Ashe pushed through the crowd keeping her eyes fixed on the white hair moving somewhere ahead of her. The crowd was indifferent to her pace and the boy seemed to use that intentionally, slipping through gaps that quickly closed behind him.
For a while she could still track him by the color of his hair, which stood out the same way hers probably did, pale enough to catch light from almost any angle. She used it as a fixed point, adjusting her direction each time the crowd moved and obscured him. Eventually though, the white hair simply disappeared among the multitude. She turned slightly, checking her peripheral range, wondering if he had changed direction while she was avoiding an obstacle, but no, she just couldn't see him anywhere anymore.
She slowed, scanning the space ahead of her. It was a new place, different from the market she had found herself in earlier. Here, everything seemed rawer. There was a lot of shouting in response to something Ashe couldn't put together initially, while the density of people had increased around her even more, clustering in groups that reacted to any given noise. Eventually she figured out that she had followed the boy into a fighting arena.
The exterior ring was formed of people standing and watching, pressed close together. Beyond them, a rough barrier constructed from salvaged fencing and rope marked the boundary of the fighting area itself. Inside it, two people were engaged in a match that had most likely been going on for quite some time, judging by how strongly the crowd had already taken sides. Along the far wall, a bar occupied a long table, with several people behind it moving quickly and several more people in front of it doing the same.
Ashe tried to see past the crowd, searching for the boy. She could have sworn he had come this way, but with each passing second, her certainty began to fade.
She was trying to find a vantage point from which she could survey the full space better when a drunk man to her left lost his balance without warning and lurched into her. The impact knocked her off course entirely. She stumbled, caught herself on the person in front of her, who moved aside instinctively, and suddenly she was at the fence. She gripped it to steady herself and looked up.
Two fighters occupied the ring in front of her.
The first was broad across the shoulders with one of his arms being mechanical from below his elbow, which is why he used it with surprising agility. The second fighter, on the other hand, was taller and leaner, with dark hair and a mask of layered cloth covering the lower half of his face. Above the mask, his eyes were a very particular shade of green, bright enough to stand out even in that light.
Ashe watched the fighters for a moment, then looked away, scanning the crowd for the boy. She was beginning to accept that she had lost him when a collective sound rose around her. She turned instinctively, just in time to see the masked fighter slammed against the fence on the far side of the ring. His opponent had driven him back at high speed, making the entire structure shudder.

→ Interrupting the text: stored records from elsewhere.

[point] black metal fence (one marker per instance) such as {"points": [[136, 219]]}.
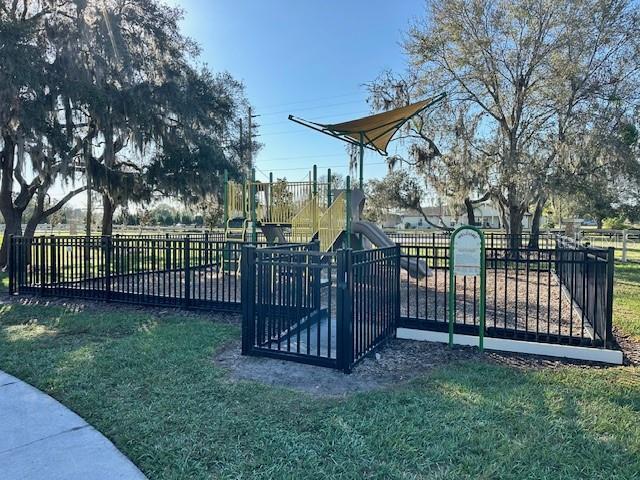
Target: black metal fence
{"points": [[328, 309], [586, 274], [147, 271], [555, 295], [332, 308]]}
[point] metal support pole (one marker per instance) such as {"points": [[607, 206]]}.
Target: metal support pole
{"points": [[270, 195], [348, 212], [361, 160], [226, 199], [252, 200], [328, 188]]}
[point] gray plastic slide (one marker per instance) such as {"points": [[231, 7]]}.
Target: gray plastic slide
{"points": [[416, 268]]}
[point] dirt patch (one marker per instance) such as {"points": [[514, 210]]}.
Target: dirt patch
{"points": [[397, 362], [629, 347]]}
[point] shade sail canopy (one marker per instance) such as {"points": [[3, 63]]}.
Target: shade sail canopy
{"points": [[374, 131]]}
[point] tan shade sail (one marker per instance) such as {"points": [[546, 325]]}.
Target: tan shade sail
{"points": [[373, 131]]}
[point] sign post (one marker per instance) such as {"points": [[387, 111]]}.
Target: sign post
{"points": [[467, 259]]}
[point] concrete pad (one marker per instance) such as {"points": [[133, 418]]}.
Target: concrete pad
{"points": [[41, 438], [6, 378]]}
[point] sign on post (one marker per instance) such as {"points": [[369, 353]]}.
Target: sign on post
{"points": [[467, 259]]}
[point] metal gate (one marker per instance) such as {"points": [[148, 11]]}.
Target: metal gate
{"points": [[328, 309]]}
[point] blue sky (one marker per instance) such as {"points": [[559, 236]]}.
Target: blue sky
{"points": [[308, 58]]}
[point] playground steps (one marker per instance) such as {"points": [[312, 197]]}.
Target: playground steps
{"points": [[235, 231], [304, 225], [332, 222]]}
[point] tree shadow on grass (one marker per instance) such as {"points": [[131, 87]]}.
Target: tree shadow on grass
{"points": [[152, 389]]}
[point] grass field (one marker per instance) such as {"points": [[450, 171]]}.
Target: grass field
{"points": [[148, 381]]}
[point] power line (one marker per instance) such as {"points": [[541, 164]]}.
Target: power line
{"points": [[275, 159], [361, 112], [322, 166], [312, 108], [310, 100]]}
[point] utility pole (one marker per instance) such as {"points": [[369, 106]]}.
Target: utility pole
{"points": [[89, 206], [250, 133], [241, 144]]}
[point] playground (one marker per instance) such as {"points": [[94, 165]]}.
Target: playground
{"points": [[317, 283]]}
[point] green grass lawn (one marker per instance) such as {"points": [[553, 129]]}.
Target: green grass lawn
{"points": [[626, 299]]}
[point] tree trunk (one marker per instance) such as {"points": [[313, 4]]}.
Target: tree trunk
{"points": [[107, 215], [534, 240], [12, 218], [514, 229], [471, 214]]}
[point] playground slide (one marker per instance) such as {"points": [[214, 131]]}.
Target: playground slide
{"points": [[416, 268]]}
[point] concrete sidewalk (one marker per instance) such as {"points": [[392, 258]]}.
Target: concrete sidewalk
{"points": [[40, 438]]}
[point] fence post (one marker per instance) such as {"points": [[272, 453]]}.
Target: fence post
{"points": [[187, 271], [344, 317], [12, 266], [53, 260], [167, 253], [609, 317], [107, 245], [397, 287], [248, 296], [43, 272]]}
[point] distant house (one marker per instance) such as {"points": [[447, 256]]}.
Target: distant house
{"points": [[487, 216]]}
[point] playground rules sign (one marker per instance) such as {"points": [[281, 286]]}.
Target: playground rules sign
{"points": [[467, 252], [466, 257]]}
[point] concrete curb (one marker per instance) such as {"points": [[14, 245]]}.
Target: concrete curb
{"points": [[41, 438]]}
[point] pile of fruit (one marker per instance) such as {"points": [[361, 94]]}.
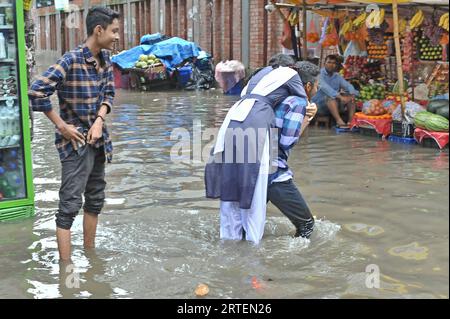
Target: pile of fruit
{"points": [[146, 61], [396, 97], [439, 107], [375, 19], [431, 122], [377, 51], [361, 115], [374, 108], [417, 20], [353, 66], [408, 50], [438, 80], [443, 22], [370, 92]]}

In that moment she had a clear line of sight and recognized him right away. He was the same masked man she had encountered back at the facility, the one who had given her the vial. She couldn't see his face below the eyes, but there was something in the line of his shoulders and in the way he held himself that brought her back to that moment immediately.
She moved closer to the fence and that's when he was able to see her as well. When his gaze crossed hers, his expression suddenly changed and he stopped trying to work his way out of that disadvantageous position. For a fraction of a second he lost focus of the fight entirely. His opponent though, didn't waste the opportunity.
The punch was clean and delivered with such force that it sent the green-eyed man across the ring entirely. His body hit the ground on the opposite side, raising unanimous sounds from the crowd. The mask came free as he landed and slid a short distance across the ground.
Ashe reached the near side of the ring and pressed her hands against the fence, looking at the man on the ground as he was pushing himself up slowly. Eventually she was able to see his face clearly for the first time.
"It's you," she said.
He looked at her for a few moments, as if second-guessing himself. Then he raised one hand toward the gathered crowd which caused the shouting around her to change again. In the language they understood, the gesture seemed to mark the end of the match altogether. Disappointment and celebration immediately collided, mixing into an avalanche of emotion everywhere.
The green-eyed man got to his feet and retrieved his mask from where it had landed, but didn't put it back on. Instead, he moved toward the fence exit without looking at the people pressing in around him, several of whom had complaints about money and bets that had been placed on his winning tonight. He passed them with complete indifference. One of them even shouted his name: Connor.
He pushed through the gate and came toward her directly.
"What are you doing here?"
"You were there," Ashe said. "Back at that place. You were with them."
"Keep your voice down," Connor said, glancing to either side of the area. "And I didn't do anything."
"But your friends did."
"I said keep your voice down."
He took her by the hand and guided her away from the ring toward a section where the noise was lower and the light was dimmer. When they reached it he let go and turned to face her, looking at her the same way she remembered from before, as if reading more than just the surface of what was in front of him.
"I'm glad you made it though," he said finally.
He reached for her hands and turned them over, studying them carefully, then checked her arms above the wrist where the blackening had once spread. That's when she understood. He knew what that thing was, and he understood its implications far better than she did.
He released her hands and looked at her directly.
"This place isn't safe for you," he said, glancing toward the crowd behind them, then back. "Come. Stay close."